Ce qu'il faut retenir
- Pascal Prache, procureur du PNF, a alerté sur les risques d’instrumentalisation de la justice à un an de la présidentielle selon BFM - Politique.
- Le PNF rappelle que son rôle est de vérifier la légitimité des procédures, sans cible politique prédéfinie.
- Le parquet de Paris partage la compétence sur les affaires politico-financières avec le PNF.
- Les magistrats anticipent des tentatives de déstabilisation en période électorale.
Dans un entretien accordé à BFMTV-RMC, Pascal Prache a nuancé les craintes d’une justice politisée. « On ne peut absolument pas dire qu’il y a un positionnement des hommes ou femmes politiques qui nous conduit à considérer qu’ils sont tous inquiétés », a-t-il déclaré. Le procureur a souligné que le PNF agit en toute indépendance, en s’appuyant sur des faits vérifiés. Son rôle consiste à s’assurer que chaque procédure repose sur des éléments juridiques solides, qu’il s’agisse de l’ouverture d’une enquête ou de la décision de poursuivre.
« Le rôle du PNF est de vérifier que telle ou telle procédure ne tient pas, ou que telle ou telle procédure est susceptible de donner lieu à des poursuites », a-t-il précisé. Cette déclaration intervient alors que plusieurs enquêtes sont en cours contre des personnalités politiques, sans que le PNF ne confirme ou n’infirme leur implication. Pascal Prache a également rappelé que le parquet national financier ne traite pas l’intégralité des affaires politico-financières. D’autres structures, comme le parquet de Paris, interviennent dans ce domaine, partageant ainsi la charge des dossiers sensibles.
« Et nous savons aussi que nous sommes potentiellement confrontés, en période électorale, à des tentatives d’instrumentalisation de l’autorité judiciaire. »
— Pascal Prache, procureur du PNF
Cette mise en garde s’inscrit dans un climat politique déjà tendu, où chaque procédure judiciaire est susceptible d’être scrutée sous l’angle de la manipulation. En 2027, la France devra organiser l’élection présidentielle, un scrutin qui, traditionnellement, donne lieu à des débats intenses sur l’impartialité des institutions. Le PNF, créé en 2014 pour lutter contre la criminalité financière et la corruption, se trouve donc en première ligne face à ces enjeux.

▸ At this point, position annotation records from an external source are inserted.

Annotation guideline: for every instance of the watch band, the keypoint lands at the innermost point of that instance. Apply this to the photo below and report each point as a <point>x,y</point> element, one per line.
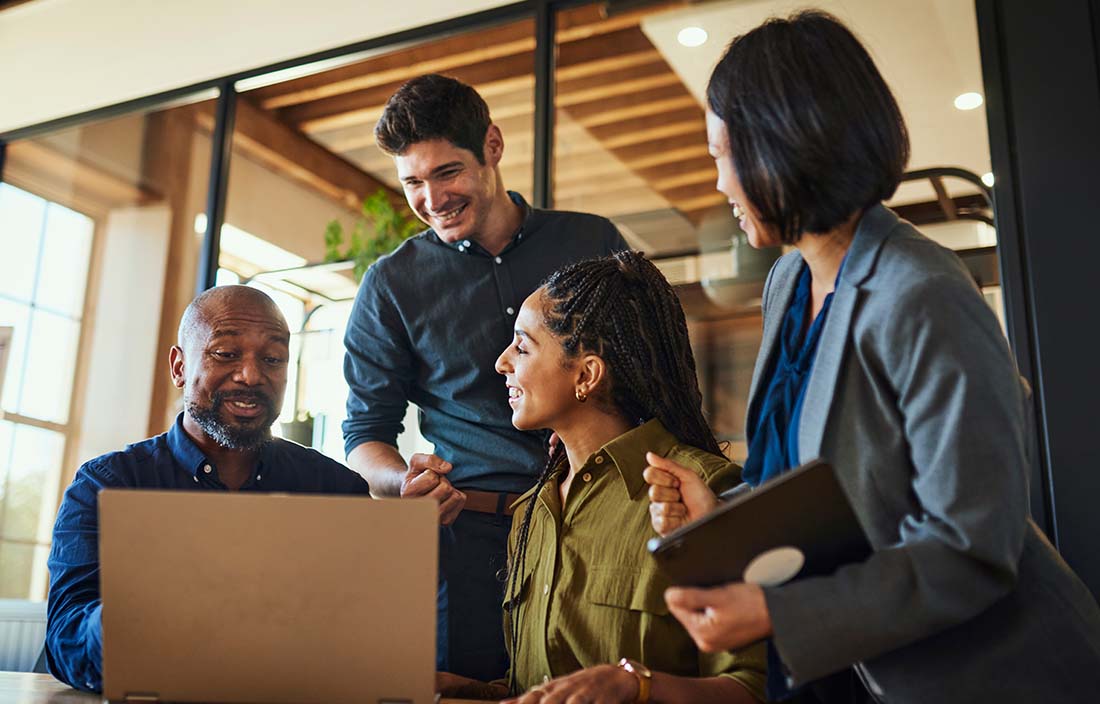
<point>642,673</point>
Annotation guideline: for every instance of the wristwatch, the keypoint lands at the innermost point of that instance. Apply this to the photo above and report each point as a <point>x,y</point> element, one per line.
<point>644,674</point>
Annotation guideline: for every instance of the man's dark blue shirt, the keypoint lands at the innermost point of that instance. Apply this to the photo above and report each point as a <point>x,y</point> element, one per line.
<point>427,326</point>
<point>168,461</point>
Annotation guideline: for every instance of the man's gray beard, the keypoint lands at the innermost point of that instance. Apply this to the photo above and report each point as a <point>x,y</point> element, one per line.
<point>226,436</point>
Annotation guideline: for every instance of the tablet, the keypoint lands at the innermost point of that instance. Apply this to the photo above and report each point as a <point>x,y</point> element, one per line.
<point>798,525</point>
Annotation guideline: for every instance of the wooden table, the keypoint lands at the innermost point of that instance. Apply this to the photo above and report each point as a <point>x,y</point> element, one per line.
<point>24,688</point>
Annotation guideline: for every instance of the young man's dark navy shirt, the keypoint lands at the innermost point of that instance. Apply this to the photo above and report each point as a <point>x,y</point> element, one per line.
<point>168,461</point>
<point>427,326</point>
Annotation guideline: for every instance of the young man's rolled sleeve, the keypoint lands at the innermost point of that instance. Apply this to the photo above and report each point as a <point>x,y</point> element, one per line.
<point>377,366</point>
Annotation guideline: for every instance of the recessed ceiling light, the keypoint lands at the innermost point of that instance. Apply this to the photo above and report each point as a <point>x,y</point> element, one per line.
<point>968,101</point>
<point>692,36</point>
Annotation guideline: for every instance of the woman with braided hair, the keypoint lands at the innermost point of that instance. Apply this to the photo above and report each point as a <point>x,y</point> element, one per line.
<point>601,356</point>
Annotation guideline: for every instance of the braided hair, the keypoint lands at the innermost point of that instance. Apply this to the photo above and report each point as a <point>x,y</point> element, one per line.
<point>623,309</point>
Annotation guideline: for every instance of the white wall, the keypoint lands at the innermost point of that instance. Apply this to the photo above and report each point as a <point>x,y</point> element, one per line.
<point>123,349</point>
<point>59,57</point>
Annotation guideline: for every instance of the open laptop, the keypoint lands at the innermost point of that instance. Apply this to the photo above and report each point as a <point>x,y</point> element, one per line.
<point>267,597</point>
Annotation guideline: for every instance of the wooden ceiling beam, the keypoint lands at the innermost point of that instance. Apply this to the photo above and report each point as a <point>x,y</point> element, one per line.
<point>700,176</point>
<point>639,70</point>
<point>498,75</point>
<point>402,65</point>
<point>279,146</point>
<point>679,168</point>
<point>634,153</point>
<point>575,36</point>
<point>701,202</point>
<point>597,118</point>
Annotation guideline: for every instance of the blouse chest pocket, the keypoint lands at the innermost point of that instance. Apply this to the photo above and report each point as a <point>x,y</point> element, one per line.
<point>634,589</point>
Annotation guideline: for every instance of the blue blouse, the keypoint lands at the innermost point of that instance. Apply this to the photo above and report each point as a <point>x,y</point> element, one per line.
<point>773,447</point>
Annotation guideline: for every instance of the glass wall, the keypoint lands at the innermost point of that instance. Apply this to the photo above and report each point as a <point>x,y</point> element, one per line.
<point>630,144</point>
<point>99,254</point>
<point>305,165</point>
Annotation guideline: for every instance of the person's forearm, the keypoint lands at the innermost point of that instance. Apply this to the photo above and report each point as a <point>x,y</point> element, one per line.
<point>465,688</point>
<point>669,688</point>
<point>381,464</point>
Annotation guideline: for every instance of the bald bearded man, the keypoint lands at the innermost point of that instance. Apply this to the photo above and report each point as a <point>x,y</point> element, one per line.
<point>231,364</point>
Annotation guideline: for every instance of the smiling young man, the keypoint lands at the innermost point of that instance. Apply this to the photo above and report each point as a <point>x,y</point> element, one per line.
<point>427,327</point>
<point>230,362</point>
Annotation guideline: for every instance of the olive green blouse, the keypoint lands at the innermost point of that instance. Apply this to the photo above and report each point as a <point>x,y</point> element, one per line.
<point>590,592</point>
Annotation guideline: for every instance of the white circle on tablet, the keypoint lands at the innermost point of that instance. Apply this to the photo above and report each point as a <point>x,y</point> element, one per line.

Pour Pascal Prache, l’indépendance de la justice reste un pilier essentiel, même en période pré-électorale. « Ce n’est pas vrai » qu’il existerait une volonté systématique de cibler des responsables politiques, a-t-il insisté. Le procureur a par ailleurs rappelé que les décisions du PNF sont guidées par des critères juridiques stricts, et non par des considérations partisanes. Cette déclaration vise à rassurer sur le fonctionnement de l’institution, alors que les soupçons d’ingérence judiciaire pourraient alimenter les tensions politiques.
Si aucune date précise n’a été évoquée pour de nouvelles annonces du PNF, les observateurs s’attendent à ce que les prochains mois soient marqués par des développements judiciaires en lien avec des affaires politico-financières. Ces procédures, qu’elles aboutissent ou non à des poursuites, pourraient influencer le débat public à l’approche du scrutin. Pour l’instant, le procureur a rappelé que la priorité reste l’application rigoureuse de la loi, sans concession aux pressions extérieures.
Reste à voir comment les différents acteurs politiques réagiront à ces enquêtes, et si les craintes d’une justice instrumentalisée prendront de l’ampleur à mesure que la campagne électorale s’intensifiera.
Le PNF est une juridiction française spécialisée dans la lutte contre la criminalité financière et la corruption. Créé en 2014, il dépend du ministère public et traite les affaires complexes impliquant des personnalités politiques, des entreprises ou des circuits financiers opaques. Ses enquêtes portent notamment sur le blanchiment d’argent, la prise illégale d’intérêts ou le financement illicite de campagnes électorales.